The government funding - £6m more than expected - will make up 16 percent of the £185m price tag for the project - which has rocketed from an initial estimate of £104m when plans were first drawn up. An aqueduct will have to be re-routed to accommodate the new road.
The Lancashire Growth Deal, a pot of money obtained from the government for infrastructure projects, will add £58m to the pot, but the lion's share of the sum – just over £100m – will be supplied by the Preston, South Ribble and Lancashire City Deal and is the biggest of the five transport projects which have been financed since the deal was struck in 2013.
Even before final confirmation of the government's contribution, construction was already planned to begin before the end of the year - with a scheduled opening date of March 2023. Preparatory work is currently underway on the site.
Lancashire County Council leader Geoff Driver, said the authority was "delighted" that all of the necessary funding had now been secured.
"This is a major new road scheme that will significantly improve access around the city, as well as creating a new connection onto the national motorway network.
"[It] will open up new business opportunities, improve access to existing and proposed housing sites and reduce congestion on other parts of the network by providing more options for how people can get around."
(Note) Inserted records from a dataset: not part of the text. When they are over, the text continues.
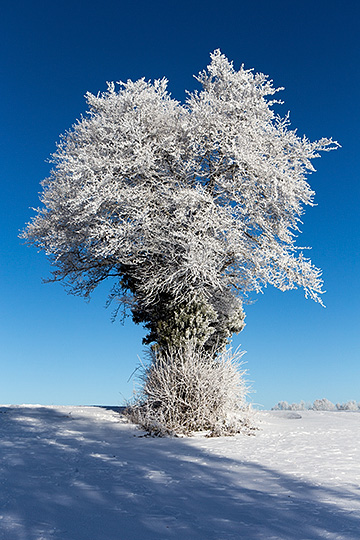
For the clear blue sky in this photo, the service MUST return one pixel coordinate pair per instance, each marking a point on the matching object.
(58, 349)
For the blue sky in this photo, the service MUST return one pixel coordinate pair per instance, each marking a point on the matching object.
(58, 349)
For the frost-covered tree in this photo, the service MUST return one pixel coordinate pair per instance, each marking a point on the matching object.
(186, 207)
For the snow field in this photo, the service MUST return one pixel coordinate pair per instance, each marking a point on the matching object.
(84, 473)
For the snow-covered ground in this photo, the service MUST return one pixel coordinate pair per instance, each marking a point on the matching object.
(84, 473)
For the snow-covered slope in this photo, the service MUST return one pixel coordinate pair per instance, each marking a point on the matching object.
(84, 473)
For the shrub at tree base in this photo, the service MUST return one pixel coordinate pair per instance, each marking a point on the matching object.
(186, 390)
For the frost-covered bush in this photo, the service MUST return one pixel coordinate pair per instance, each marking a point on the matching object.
(323, 405)
(187, 390)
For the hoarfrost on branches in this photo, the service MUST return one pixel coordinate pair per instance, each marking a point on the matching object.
(183, 204)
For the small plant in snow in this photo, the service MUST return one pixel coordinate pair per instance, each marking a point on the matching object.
(186, 390)
(323, 405)
(348, 406)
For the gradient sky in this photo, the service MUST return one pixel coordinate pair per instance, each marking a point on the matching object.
(58, 349)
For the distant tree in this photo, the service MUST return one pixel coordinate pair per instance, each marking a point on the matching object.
(187, 207)
(323, 405)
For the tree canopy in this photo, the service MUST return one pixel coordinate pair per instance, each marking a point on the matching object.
(188, 207)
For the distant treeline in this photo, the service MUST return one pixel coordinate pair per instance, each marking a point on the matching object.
(318, 405)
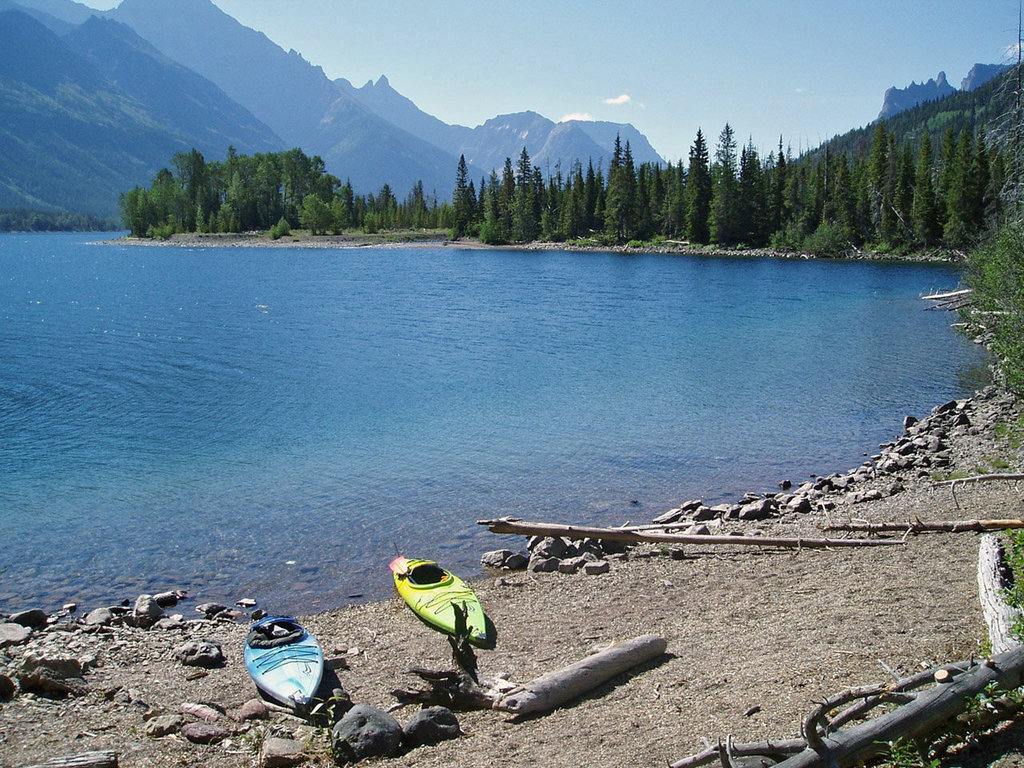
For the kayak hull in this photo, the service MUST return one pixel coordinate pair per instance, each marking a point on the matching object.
(432, 593)
(290, 673)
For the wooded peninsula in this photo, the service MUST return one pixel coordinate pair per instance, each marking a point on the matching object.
(893, 197)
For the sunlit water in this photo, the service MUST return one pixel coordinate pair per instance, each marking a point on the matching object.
(279, 423)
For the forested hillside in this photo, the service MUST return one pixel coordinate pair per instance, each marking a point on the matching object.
(890, 187)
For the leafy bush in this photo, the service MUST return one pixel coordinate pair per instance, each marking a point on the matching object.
(281, 229)
(995, 272)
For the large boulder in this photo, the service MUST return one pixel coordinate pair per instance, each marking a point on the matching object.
(431, 726)
(206, 653)
(366, 732)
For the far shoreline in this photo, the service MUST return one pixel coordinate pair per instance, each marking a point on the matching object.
(438, 239)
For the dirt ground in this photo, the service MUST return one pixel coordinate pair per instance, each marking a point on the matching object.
(755, 637)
The Preston Western Distributor is regarded as key to delivering around 5,300 new homes in the North West Preston masterplan area in the 20 years up to the mid-2030s.
The scheme has already cleared two legal hurdles. A challenge from a landowner who wanted to secure roundabout access to a proposed garden village on his part of the masterplan plot was dropped in March and the following month approval was given to the compulsory purchase orders needed to acquire the necessary land for the scheme.
A meeting of the Lancashire Enterprise Partnership's (LEP) transport committee back in June heard that the route is forecast to boost the Lancashire economy by £108m over the next 60 years through the number of jobs which will be indirectly created by the increased capacity of the road network.
An independent report commissioned by the LEP to assess the business case rated the project as “high value for money” and calculated that the overall benefits of the scheme could top £290m – largely as a result of shorter journey times.
Jim Carter, chair of the City Deal, said: "We aim to grow the economy by helping people to get around, as well as supporting new economic growth and encouraging new businesses to come to Lancashire.
"These new roads will connect with sites for new homes, which are needed as we grow our economy and new jobs are created. It's important for the public and private sectors to work together to unlock the potential of the area for people who live and work here."
Councillor Peter Moss, deputy leader and cabinet member for planning and regulation at Preston City Council, said of the government announcement: “This is fantastic for Preston and will be welcome news to commuters travelling in and around the region.
“Taking the pressure off the current road network is a priority for the infrastructure projects of the Preston, South Ribble and Lancashire City Deal and should enable smoother and shorter journey times for everyone.”